1) Sensation du dernier festival de Cannes, le nouveau film de Jacques Audiard (Regarde les hommes tomber, Sur mes lèvres, De battre mon cœur s'est arrêté) a fait l'unanimité de la critique française et internationale : du jamais vu ! Sans l'insistance de la présidente du jury, Isabelle Huppert, pour octroyer la Palme d'or à son réalisateur favori Michael Haneke (Le Ruban Blanc), Un Prophète aurait probablement obtenu la récompense suprême. Il a d'ailleurs reçu le Grand Prix du jury, souvent considéré comme la « Palme bis ».

2) De la même façon, le jeune Tahar Rahim, révélation du film, a manqué de peu le prix d'interprétation (qui est allé à Christoph Waltz pour sa performance multilingue d'Inglorious Basterds). Nul besoin d'être prophète pour lui prédire à coup sûr un césar du meilleur espoir masculin.

3) Quelle que soit sa carrière en salle (on peut se demander si une sortie estivale est bien judicieuse pour un film de cette importance), le film de Jacques Audiard marquera l'histoire du cinéma français, auquel il risque de servir pendant longtemps de mètre-étalon, par son ampleur, son ambition et sa puissance créatrice.

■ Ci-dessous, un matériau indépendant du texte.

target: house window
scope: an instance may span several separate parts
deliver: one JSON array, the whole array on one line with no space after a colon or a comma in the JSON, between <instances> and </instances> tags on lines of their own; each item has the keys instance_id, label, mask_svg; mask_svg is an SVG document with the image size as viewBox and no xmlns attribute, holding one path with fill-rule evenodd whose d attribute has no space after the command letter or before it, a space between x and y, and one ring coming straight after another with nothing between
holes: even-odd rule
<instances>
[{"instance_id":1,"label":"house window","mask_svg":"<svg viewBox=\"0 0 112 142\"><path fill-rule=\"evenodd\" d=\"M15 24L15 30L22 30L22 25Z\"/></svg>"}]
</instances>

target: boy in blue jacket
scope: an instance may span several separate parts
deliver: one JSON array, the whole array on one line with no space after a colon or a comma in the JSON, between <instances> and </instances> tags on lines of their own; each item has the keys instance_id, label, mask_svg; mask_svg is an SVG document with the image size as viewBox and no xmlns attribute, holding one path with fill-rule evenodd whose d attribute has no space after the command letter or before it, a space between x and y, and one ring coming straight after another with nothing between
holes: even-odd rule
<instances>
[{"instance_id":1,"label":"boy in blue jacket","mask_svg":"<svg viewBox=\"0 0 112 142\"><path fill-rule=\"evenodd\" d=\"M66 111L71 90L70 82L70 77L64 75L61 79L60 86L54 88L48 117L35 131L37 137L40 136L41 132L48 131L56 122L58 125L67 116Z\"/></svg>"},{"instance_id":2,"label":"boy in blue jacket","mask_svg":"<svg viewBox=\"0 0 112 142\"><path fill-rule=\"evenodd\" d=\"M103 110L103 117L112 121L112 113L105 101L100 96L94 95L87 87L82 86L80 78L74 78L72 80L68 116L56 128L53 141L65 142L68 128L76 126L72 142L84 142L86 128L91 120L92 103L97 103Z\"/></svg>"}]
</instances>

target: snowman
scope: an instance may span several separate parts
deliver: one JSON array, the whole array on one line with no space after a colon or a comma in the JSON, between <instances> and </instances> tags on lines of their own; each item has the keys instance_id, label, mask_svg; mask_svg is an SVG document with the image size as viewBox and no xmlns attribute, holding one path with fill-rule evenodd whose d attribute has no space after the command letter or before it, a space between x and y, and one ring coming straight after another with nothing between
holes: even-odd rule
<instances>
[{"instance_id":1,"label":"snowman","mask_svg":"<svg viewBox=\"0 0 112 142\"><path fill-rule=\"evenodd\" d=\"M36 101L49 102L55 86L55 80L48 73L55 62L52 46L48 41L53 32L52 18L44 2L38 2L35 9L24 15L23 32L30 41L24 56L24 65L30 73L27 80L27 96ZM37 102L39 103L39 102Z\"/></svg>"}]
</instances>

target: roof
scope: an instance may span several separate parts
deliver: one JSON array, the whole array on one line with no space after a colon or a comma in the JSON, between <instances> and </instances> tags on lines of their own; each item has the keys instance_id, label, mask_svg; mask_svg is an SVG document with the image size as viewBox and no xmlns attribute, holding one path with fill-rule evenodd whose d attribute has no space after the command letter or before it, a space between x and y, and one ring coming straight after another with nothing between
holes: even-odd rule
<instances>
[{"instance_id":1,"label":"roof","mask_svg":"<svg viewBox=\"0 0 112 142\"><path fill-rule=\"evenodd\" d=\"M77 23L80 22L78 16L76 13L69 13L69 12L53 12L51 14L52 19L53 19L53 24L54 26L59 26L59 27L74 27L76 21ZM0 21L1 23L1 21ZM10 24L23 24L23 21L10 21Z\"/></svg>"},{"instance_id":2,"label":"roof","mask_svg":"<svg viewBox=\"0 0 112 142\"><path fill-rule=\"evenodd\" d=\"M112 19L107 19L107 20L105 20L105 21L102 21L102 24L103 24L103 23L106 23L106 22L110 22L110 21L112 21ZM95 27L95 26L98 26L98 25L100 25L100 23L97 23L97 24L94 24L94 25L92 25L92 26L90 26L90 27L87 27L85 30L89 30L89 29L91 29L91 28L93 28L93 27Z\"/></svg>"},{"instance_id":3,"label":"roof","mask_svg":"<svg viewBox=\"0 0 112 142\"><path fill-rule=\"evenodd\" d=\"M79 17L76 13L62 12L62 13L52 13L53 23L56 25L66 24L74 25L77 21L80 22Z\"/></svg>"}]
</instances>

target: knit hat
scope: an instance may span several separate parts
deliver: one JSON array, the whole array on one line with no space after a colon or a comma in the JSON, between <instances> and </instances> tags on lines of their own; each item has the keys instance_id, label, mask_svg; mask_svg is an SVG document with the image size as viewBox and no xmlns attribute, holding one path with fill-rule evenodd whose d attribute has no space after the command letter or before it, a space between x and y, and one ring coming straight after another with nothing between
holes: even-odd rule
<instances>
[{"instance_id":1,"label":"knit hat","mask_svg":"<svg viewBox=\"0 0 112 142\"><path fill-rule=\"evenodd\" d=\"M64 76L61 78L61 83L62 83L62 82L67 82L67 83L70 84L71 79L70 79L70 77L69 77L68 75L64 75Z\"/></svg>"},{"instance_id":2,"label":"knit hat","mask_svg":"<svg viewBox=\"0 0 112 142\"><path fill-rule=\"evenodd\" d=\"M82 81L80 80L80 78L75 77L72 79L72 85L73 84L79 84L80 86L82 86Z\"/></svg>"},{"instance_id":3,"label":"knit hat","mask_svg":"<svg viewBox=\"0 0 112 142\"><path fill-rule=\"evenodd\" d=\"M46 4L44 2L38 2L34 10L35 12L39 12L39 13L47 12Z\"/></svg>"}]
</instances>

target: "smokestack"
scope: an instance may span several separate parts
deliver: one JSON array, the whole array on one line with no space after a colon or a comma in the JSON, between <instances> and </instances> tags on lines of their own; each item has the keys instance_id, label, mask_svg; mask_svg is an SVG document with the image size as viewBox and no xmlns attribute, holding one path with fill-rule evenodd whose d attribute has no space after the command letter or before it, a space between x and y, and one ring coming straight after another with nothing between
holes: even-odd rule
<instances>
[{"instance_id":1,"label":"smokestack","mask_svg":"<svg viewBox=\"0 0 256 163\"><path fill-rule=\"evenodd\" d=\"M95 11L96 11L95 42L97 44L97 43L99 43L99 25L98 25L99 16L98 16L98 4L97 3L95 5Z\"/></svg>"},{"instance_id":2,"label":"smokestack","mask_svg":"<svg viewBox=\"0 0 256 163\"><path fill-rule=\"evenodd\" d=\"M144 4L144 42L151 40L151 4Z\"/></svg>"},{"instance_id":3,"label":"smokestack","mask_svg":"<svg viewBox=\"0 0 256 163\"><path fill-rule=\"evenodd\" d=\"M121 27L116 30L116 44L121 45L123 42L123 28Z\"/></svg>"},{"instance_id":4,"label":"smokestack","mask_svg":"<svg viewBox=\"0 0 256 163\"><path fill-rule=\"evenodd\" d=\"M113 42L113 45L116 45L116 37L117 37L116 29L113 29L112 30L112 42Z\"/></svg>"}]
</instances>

4) Un Prophète est un grand film de prison et de mafia, mais pas seulement. Comme Matteo Garrone l'avait fait l'an dernier dans Gomorra (autre « palme bis » mémorable), Audiard évite le piège du film de genre en filmant l'univers carcéral avec un réalisme sidérant. Et, dans le même temps, il parvient à faire exister toute une galerie de personnages de pure fiction comme le vieux caïd effrayant, formidablement interprété par Niels Arestrup, le petit immigré débrouillard viscéralement accroché à sa survie (l'anti Tony Montana) et même un fantôme : celui du détenu assassiné, incarnation de la conscience du héros qui revient régulièrement le hanter.

5) La réussite de ce film violent, effrayant, mais finalement très humaniste, est de rester aussi éloigné de Scarface que de Mesrine, en combinant pourtant le meilleur de leurs qualités respectives. On y croit, on tremble, on suffoque, mais jamais on n'oublie que c'est du cinéma. Du grand.